Bø L, Mørk S J, Nyland H
Department of Pathology, Haukeland Hospital, University of Bergen, Norway.
Neuropathol Appl Neurobiol. 1992 Dec;18(6):548-58. doi: 10.1111/j.1365-2990.1992.tb00825.x.
A consecutive series of 34 meningiomas were re-examined as to subtype and presence of nuclear atypia, mitotic figures, areas of high cellularity and necrosis. Meningioma cells were epithelial membrane antigen (EMA) positive in 31 out of the 34 tumours. The presence of mononuclear cells and macrophages was assessed by immunohistochemistry using the monoclonal antibodies L26 (CD20, B cell marker), DF-T1 (CD43, T cell marker), KP1 (CD68, macrophage marker) and MAC387 (monocytes). L26 positive B cells were observed infrequently. CD43 positive mononuclear cells were infiltrating the parenchyma as individual cells and as groups of cells in 29 (87% of the tumours). CD68 positive macrophages were seen in 19 (59% of the tumours), as scattered single cells or groups of cells. There was a statistically significant association between the number of CD68 positive cells (necrotic areas excluded) and microscopic features of aggressiveness, i.e. high cellularity as well as the combination of nuclear atypia and frequent mitotic figures. MAC387 stained only a few cells; the immunopositive cells were present mainly within and around vessels. Meningioma cells displayed a diffuse immunopositivity for L26 (CD20) in 29 out of 34 meningiomas, but did not stain with macrophage markers. Mast cells were found in 9 out of 32 tumours; when present they were significantly more prevalent in the syncytial subtype. Thus, mononuclear cell infiltrates in meningiomas are mainly composed of T cells and macrophages, indicating an immune system surveillance and response to the tumour cells. The functional and prognostic significance of the presence of CD68 positive cells, macrophages, deserve further study in the search for more reliable histological criteria to predict recurrence and biological aggressiveness in meningiomas.

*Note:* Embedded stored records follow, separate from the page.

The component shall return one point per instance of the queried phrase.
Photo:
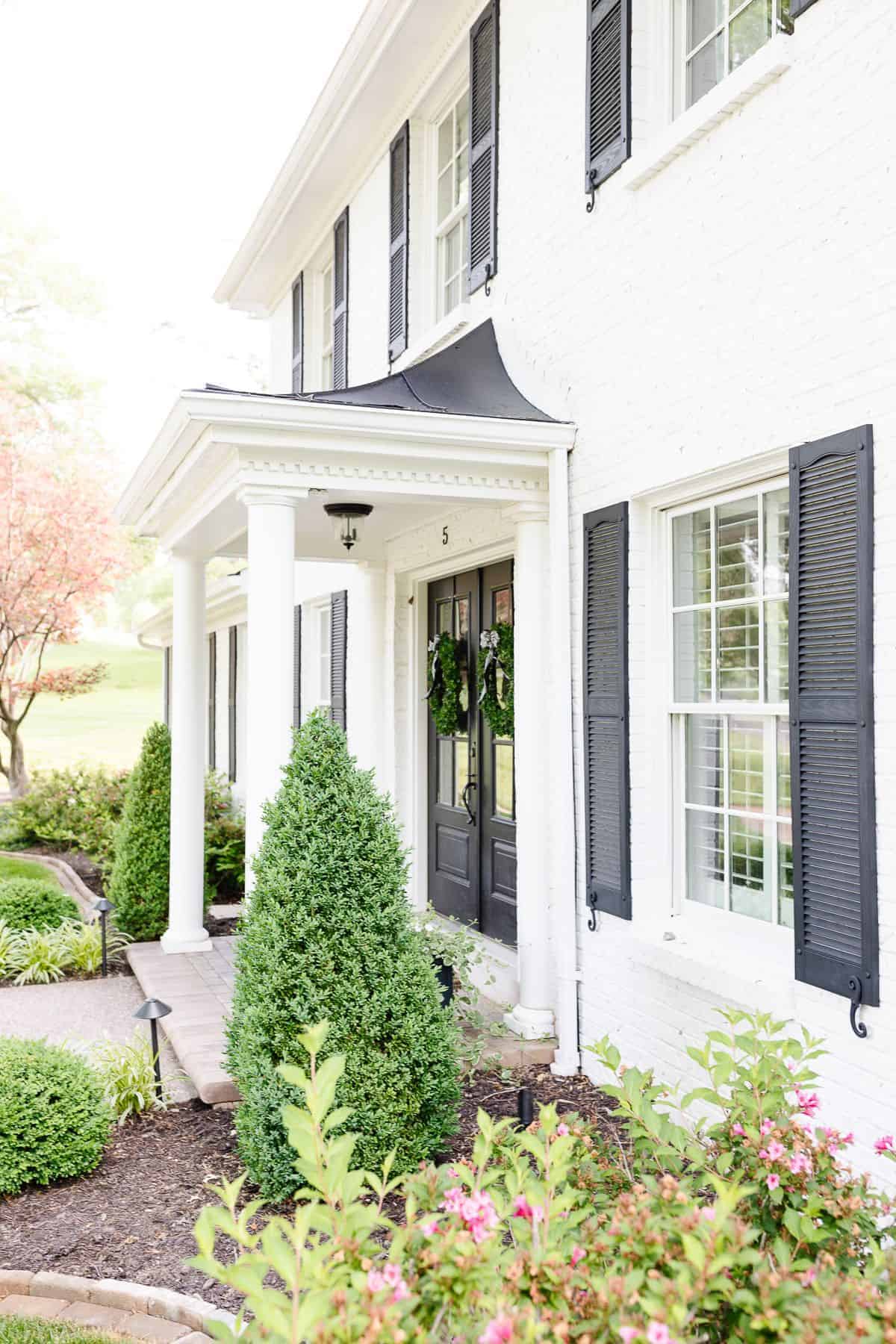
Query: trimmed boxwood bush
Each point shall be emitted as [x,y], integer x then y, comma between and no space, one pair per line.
[30,903]
[54,1121]
[139,886]
[329,937]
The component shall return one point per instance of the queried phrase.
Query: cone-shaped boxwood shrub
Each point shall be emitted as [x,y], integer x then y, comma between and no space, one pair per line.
[139,886]
[54,1120]
[329,937]
[31,903]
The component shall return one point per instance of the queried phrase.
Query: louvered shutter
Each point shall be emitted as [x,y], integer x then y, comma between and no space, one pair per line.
[297,667]
[213,678]
[166,685]
[832,727]
[398,242]
[340,302]
[482,221]
[231,705]
[299,334]
[339,651]
[608,137]
[606,710]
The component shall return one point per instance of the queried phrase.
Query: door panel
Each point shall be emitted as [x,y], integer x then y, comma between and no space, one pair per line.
[473,858]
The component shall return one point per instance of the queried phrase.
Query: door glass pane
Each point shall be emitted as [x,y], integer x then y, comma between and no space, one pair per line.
[777,647]
[692,558]
[777,505]
[704,776]
[746,768]
[445,747]
[692,656]
[461,769]
[748,31]
[706,858]
[738,550]
[748,894]
[504,780]
[738,638]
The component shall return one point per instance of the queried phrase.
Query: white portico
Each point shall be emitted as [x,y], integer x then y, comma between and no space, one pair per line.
[247,476]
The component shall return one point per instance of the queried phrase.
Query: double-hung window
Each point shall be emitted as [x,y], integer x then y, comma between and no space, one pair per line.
[715,37]
[452,203]
[729,709]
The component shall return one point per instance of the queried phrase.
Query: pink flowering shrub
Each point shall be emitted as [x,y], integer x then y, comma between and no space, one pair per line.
[747,1228]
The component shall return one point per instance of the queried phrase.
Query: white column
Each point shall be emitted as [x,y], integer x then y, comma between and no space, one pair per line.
[269,690]
[187,873]
[534,1014]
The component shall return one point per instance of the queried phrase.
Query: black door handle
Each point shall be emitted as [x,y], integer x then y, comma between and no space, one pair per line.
[470,784]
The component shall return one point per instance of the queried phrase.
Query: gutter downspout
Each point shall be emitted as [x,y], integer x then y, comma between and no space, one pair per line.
[563,893]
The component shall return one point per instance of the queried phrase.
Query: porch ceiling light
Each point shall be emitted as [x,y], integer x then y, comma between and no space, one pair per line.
[347,522]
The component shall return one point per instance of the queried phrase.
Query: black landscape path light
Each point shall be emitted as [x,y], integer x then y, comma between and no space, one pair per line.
[151,1011]
[102,909]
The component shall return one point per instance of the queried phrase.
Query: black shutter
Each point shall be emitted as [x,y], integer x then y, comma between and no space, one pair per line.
[337,656]
[297,667]
[482,242]
[606,710]
[832,725]
[398,242]
[231,706]
[340,302]
[608,102]
[213,678]
[299,334]
[166,685]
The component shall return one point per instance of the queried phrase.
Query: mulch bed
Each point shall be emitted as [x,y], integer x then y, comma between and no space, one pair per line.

对连续的34例脑膜瘤重新检查其亚型以及核异型性、有丝分裂象、高细胞密度区域和坏死情况。34例肿瘤中有31例脑膜瘤细胞上皮膜抗原(EMA)呈阳性。使用单克隆抗体L26(CD20,B细胞标志物)、DF-T1(CD43,T细胞标志物)、KP1(CD68,巨噬细胞标志物)和MAC387(单核细胞)通过免疫组织化学评估单核细胞和巨噬细胞的存在情况。很少观察到L26阳性B细胞。CD43阳性单核细胞以单个细胞或细胞群的形式浸润实质,在29例(占肿瘤的87%)中可见。19例(占肿瘤的59%)可见CD68阳性巨噬细胞,呈散在单个细胞或细胞群。CD68阳性细胞数量(排除坏死区域)与侵袭性微观特征之间存在统计学显著关联,即高细胞密度以及核异型性和频繁有丝分裂象的组合。MAC387仅染色少数细胞;免疫阳性细胞主要存在于血管内和血管周围。34例脑膜瘤中有29例脑膜瘤细胞对L26(CD20)呈弥漫性免疫阳性,但未用巨噬细胞标志物染色。32例肿瘤中有9例发现肥大细胞;当存在时,它们在合体细胞亚型中明显更普遍。因此,脑膜瘤中的单核细胞浸润主要由T细胞和巨噬细胞组成,表明免疫系统对肿瘤细胞的监视和反应。CD68阳性细胞即巨噬细胞的存在的功能和预后意义,在寻找更可靠的组织学标准以预测脑膜瘤的复发和生物学侵袭性方面值得进一步研究。